Entry from April 16, 2019
As the author of a book about honor I claim a certain standing to comment on Bret Stephens’s column in The New York Times attempting to draw a contrast between the late Charles Van Doren, a man who was publicly shamed for his participation in the quiz show cheating scandal of 60 years ago, and (who else?) Donald Trump. The column is headed “Trump and the Annihilation of Shame” presumably because he thinks our president can be blamed for that “attempted annihilation” — along, of course, with many, many other things. And yet he also shows that he knows the death of shame long antedates the administration of the current chief executive:
Had Van Doren come along a few decades later, there would have been no big scandal in fabricating reality and no great shame in participating in it. The lines between fame and infamy would have blurred, and both could be monetized. Personal disgrace might have been explained away as a form of victimization by a greedy corporation, an unloving parent, systemic social forces — or with the claim, possibly true, that nearly everybody does it.
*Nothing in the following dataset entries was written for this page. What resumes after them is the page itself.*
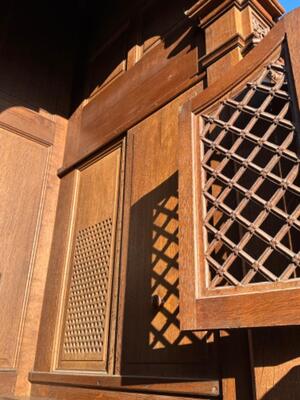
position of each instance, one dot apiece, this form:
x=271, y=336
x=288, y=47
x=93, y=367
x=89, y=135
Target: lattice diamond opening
x=88, y=293
x=251, y=185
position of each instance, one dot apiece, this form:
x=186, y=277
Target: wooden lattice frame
x=243, y=127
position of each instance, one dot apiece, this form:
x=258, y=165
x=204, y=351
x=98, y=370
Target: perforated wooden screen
x=84, y=324
x=239, y=193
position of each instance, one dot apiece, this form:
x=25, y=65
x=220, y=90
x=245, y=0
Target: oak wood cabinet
x=171, y=132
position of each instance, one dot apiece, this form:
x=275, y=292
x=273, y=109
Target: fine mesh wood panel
x=251, y=185
x=87, y=304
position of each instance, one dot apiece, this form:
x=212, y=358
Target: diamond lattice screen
x=88, y=293
x=250, y=183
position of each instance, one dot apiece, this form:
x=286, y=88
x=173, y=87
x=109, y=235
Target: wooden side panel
x=23, y=165
x=84, y=332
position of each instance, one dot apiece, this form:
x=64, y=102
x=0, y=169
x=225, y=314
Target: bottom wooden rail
x=161, y=385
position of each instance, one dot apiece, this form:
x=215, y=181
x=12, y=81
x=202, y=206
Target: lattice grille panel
x=251, y=185
x=88, y=293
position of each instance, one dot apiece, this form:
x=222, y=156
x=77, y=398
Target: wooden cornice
x=209, y=10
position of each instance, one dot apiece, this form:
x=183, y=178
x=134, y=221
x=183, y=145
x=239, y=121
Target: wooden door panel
x=158, y=346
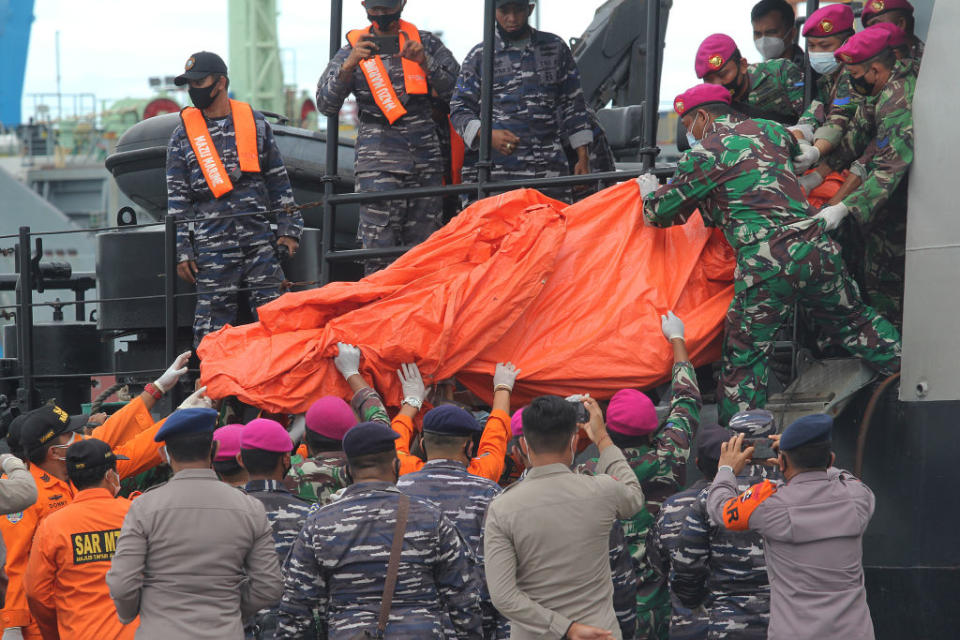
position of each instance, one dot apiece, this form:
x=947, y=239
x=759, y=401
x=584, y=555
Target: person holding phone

But then there is this weaselly transition:
The contrast between then and now is worth pondering in the Age of Trump — an age whose signature feature isn’t populism or nationalism or any other –ism widely attached to the president. It’s the attempted annihilation of shame. Shame is neither sin nor folly. It’s what people are supposed to feel in the commission, recollection or exposure of sin and folly. In days bygone, the prescribed method for avoiding shame was behaving well. Or, if it couldn’t be avoided, feeling deep remorse and performing some sort of penance. By contrast, the Trumpian method for avoiding shame is not giving a damn.
As if Donald Trump had invented shamelessness! On the contrary, in a media environment that is all-scandal, all the time, the president has taken the only course available to any victim of the media’s scandal-mongering — which is to say pretty much any Republican and many Democrats who are unprotected by a scandal-proof identity, such as trans-, gay, black or Muslim — which is to appeal, not without success, to a scandal-weary public not to give a damn.
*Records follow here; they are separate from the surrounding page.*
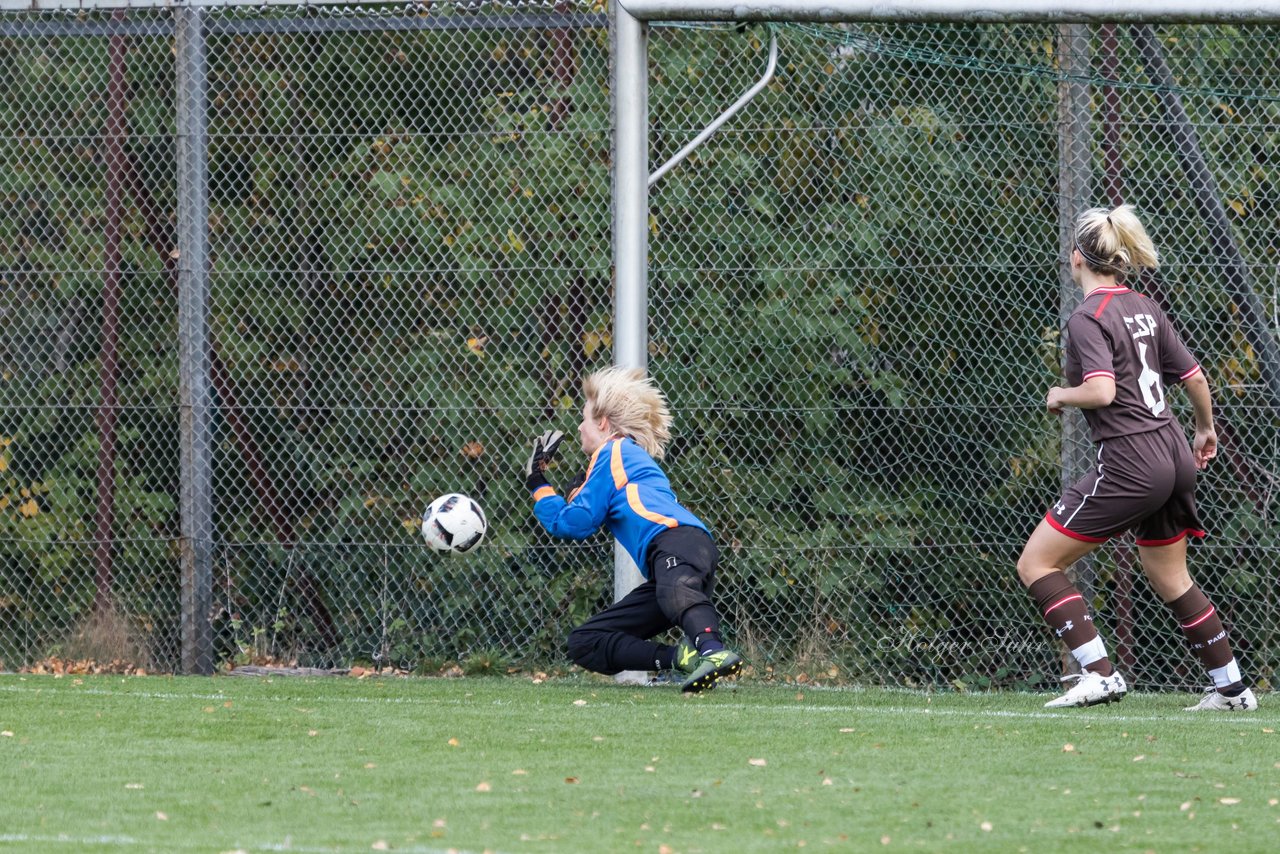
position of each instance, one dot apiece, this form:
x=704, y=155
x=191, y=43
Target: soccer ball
x=453, y=524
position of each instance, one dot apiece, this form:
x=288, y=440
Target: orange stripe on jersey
x=588, y=475
x=620, y=473
x=644, y=512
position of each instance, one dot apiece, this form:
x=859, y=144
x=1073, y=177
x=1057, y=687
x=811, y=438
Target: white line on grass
x=974, y=715
x=128, y=841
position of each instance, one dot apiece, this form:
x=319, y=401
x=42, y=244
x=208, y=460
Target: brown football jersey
x=1120, y=333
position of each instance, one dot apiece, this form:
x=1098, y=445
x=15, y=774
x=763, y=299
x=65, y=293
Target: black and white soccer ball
x=453, y=524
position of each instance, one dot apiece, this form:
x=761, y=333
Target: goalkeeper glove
x=544, y=451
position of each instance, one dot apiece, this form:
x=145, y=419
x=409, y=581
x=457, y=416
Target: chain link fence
x=854, y=309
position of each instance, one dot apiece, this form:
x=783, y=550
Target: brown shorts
x=1143, y=482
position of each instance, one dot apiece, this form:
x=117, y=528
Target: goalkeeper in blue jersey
x=625, y=427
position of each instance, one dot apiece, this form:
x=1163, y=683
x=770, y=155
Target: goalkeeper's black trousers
x=677, y=592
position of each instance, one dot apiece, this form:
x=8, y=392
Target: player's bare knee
x=1031, y=570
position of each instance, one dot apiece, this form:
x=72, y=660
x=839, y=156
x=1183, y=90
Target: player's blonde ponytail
x=634, y=406
x=1114, y=242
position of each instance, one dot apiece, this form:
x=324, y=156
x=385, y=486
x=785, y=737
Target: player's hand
x=1205, y=447
x=543, y=452
x=1054, y=400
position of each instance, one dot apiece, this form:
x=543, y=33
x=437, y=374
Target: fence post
x=193, y=348
x=630, y=103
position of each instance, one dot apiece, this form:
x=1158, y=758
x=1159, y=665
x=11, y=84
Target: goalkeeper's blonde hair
x=1114, y=242
x=632, y=405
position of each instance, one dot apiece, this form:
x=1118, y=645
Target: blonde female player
x=625, y=429
x=1121, y=356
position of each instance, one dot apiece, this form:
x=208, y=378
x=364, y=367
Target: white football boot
x=1091, y=689
x=1215, y=702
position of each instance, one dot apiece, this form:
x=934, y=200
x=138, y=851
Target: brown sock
x=1063, y=608
x=1198, y=620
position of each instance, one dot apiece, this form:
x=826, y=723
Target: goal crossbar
x=960, y=10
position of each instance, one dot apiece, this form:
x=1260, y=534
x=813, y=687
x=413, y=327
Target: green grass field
x=506, y=765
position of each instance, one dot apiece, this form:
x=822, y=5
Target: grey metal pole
x=193, y=347
x=1074, y=192
x=630, y=85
Mr Stephens is also wrong about the prescribed method for avoiding shame, which could never have been “behaving well” (i.e. irreproachably), at least for those of us whose lives fall somewhat short of the saintly. Not at all. In those bygone days, the only “prescribed method” of avoiding shame which was of any practical use to those who are not morally unimpeachable (which, apart from those in the media elite, includes most of us) was keeping it quiet, shame being (unlike guilt) a public emotion. The media used to understand this and, in days so far bygone as to have allowed them to harbor some gentlemanly qualities, they would often cooperate with public men (they were, after all, mostly men in those days) who wanted to keep things quiet — as they did, for example, with President Kennedy’s many sexual intrigues as well as his parlous state of health.
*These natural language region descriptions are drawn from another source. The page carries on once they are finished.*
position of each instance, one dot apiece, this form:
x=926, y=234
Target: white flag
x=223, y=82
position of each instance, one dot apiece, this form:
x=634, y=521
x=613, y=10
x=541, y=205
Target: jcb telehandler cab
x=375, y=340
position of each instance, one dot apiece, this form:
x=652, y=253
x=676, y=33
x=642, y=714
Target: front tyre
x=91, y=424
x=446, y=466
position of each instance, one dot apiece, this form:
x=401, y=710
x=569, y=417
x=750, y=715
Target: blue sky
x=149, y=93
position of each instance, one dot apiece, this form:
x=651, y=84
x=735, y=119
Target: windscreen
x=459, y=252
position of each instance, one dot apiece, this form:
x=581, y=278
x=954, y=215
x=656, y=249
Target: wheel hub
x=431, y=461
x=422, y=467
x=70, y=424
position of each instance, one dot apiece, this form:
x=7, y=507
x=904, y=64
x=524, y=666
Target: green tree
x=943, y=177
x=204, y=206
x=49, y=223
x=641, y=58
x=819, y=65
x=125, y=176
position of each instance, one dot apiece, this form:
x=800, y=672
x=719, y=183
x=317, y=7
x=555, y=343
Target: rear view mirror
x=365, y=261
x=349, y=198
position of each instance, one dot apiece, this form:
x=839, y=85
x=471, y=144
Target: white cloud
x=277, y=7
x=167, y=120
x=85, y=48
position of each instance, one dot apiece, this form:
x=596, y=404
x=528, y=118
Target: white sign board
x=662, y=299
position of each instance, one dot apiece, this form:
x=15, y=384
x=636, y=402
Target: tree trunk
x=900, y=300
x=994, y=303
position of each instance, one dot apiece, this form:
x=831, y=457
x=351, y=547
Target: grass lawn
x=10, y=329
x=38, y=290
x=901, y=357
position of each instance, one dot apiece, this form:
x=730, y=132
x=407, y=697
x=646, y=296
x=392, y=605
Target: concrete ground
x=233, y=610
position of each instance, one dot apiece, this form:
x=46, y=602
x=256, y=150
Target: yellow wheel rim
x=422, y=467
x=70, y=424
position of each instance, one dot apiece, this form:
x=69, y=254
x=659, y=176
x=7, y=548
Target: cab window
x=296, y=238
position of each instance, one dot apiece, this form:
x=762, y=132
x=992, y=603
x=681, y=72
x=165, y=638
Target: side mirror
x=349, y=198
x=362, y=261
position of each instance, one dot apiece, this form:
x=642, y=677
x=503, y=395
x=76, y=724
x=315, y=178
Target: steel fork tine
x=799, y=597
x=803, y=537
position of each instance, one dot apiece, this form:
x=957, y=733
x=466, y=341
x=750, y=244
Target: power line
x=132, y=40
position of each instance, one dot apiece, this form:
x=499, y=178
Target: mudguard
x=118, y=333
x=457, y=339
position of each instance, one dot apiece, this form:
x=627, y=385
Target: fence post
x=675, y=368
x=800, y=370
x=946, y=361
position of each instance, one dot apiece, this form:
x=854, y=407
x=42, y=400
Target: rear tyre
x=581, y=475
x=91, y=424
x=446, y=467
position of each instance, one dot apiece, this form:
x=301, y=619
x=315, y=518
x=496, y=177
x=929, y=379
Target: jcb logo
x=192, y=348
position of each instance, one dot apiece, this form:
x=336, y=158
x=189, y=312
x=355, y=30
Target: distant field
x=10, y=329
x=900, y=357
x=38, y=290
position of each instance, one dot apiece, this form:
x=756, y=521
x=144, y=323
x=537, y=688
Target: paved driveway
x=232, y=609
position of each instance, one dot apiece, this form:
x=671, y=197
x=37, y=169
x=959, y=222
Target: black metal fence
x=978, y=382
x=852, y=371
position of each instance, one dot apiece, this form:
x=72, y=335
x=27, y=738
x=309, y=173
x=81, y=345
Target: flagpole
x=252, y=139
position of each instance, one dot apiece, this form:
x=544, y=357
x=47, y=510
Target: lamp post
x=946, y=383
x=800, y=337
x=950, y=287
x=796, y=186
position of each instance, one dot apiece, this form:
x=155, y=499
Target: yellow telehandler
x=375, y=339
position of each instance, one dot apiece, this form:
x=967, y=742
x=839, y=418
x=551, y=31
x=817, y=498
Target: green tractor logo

Obviously, those days are very far bygone indeed. For the other thing that has killed off shame is its now obviously partisan usages. When only one side of the political divide is subject to shaming, it ceases to be shame anymore and becomes tantamount to mere calumny. Though the media reported some of the many Hillary Clinton scandals in 2016, they always resisted reporting them as scandals, so far as they were able. Like James Comey, they could always give her intentions the benefit of the doubt. Nobody ever wrote about her as having accomplished “the annihilation of shame,” though it is certainly arguable that she has a better title to that dubious distinction than Mr Trump. It was the same with Barack Obama only more so. He is actually written of by the allegedly non-partisan media as having run a “scandal-free administration” — proof, if proof were needed, that nothing is scandalous until the media says it is. And then anything can be scandalous.
If some benevolent deity granted me the media’s power to decide what is scandal and what is not, I would put at the top of the list of scandalous behaviors the kind of impugning of the motives of those who disagree with him that Mr Stephens is guilty of in the same column when he writes that “It was once the useful role of conservatives to resist these sorts of trends — to stand athwart declining moral standards, yelling Stop.”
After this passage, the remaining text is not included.